The device works by using electrodes implanted in brain of the patient. Those electrodes detect brain activity that results when she moves fingers in her mind, and coverts it into a mouse click. The patient has a screen in front of her that includes the alphabet and some additional functions (such as selecting previously spelled words or deleting letters) that she can see at all times.
Each letter on the screen lights up one at a time, and by using her brain to “click” the mouse at the right time, she can compose words one letter at a time. Those words are then vocalized by a speech computer. The entire process is done wirelessly thanks to the implanted brain electrodes, and the system itself is similar to one actuated via push-button (using muscles that still function, such as those in the neck or hand).

Doctors hope to launch a larger, international trial in the near future

To make this happen, the doctors performed a surgical procedure that required them to implant the electrodes on her brain through small holes in her skull, along with a transmitted just under her collarbone. This transmitter receives the signals from the electrodes through a series of wires placed just below the skin, amplifies them, and sends them wirelessly to the computer.
Following the operation, the doctors began working with the patient to ensure that the settings were as precise as possible. They started with a basic game to practice the technique needed to perform the mental mouse clicks, then trained how to use the speech computer itself. Eventually, the patient became good enough with the technology that she no longer required any assistance from Professor Ramsay’s team, which allowed her to take the device for home use.

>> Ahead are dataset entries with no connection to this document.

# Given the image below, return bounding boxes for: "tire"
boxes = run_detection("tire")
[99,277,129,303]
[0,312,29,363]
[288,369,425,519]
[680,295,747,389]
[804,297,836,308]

According to the study authors, it took 28 weeks after the electrodes were implanted for the patient to begin controlling the speech computer, and that she currently types at the equivalent speed of two words per minute. The brain-computer interface, they wrote, “offered autonomous communication that supplemented and at times supplanted the patient’s eye-tracking device.”

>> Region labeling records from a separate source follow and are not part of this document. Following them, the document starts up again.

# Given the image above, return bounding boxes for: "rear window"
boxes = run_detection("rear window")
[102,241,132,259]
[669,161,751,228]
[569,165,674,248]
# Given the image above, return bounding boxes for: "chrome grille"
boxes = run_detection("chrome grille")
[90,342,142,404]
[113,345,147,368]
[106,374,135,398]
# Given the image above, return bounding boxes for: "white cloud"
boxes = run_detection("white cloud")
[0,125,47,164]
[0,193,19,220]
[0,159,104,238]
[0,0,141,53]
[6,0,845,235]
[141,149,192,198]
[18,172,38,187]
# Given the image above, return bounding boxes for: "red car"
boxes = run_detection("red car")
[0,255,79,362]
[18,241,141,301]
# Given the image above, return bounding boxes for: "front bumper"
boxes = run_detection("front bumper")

Ramsay said that if things continue to go well, his team hopes to launch a larger, international trial for the technology sometime in the near future. “We hope that these results will stimulate research into more advanced implants, so that someday not only people with communication problems, but also people with paraplegia, for example, can be helped,” he added. Their work was funded by the European Union and the government of the Netherlands.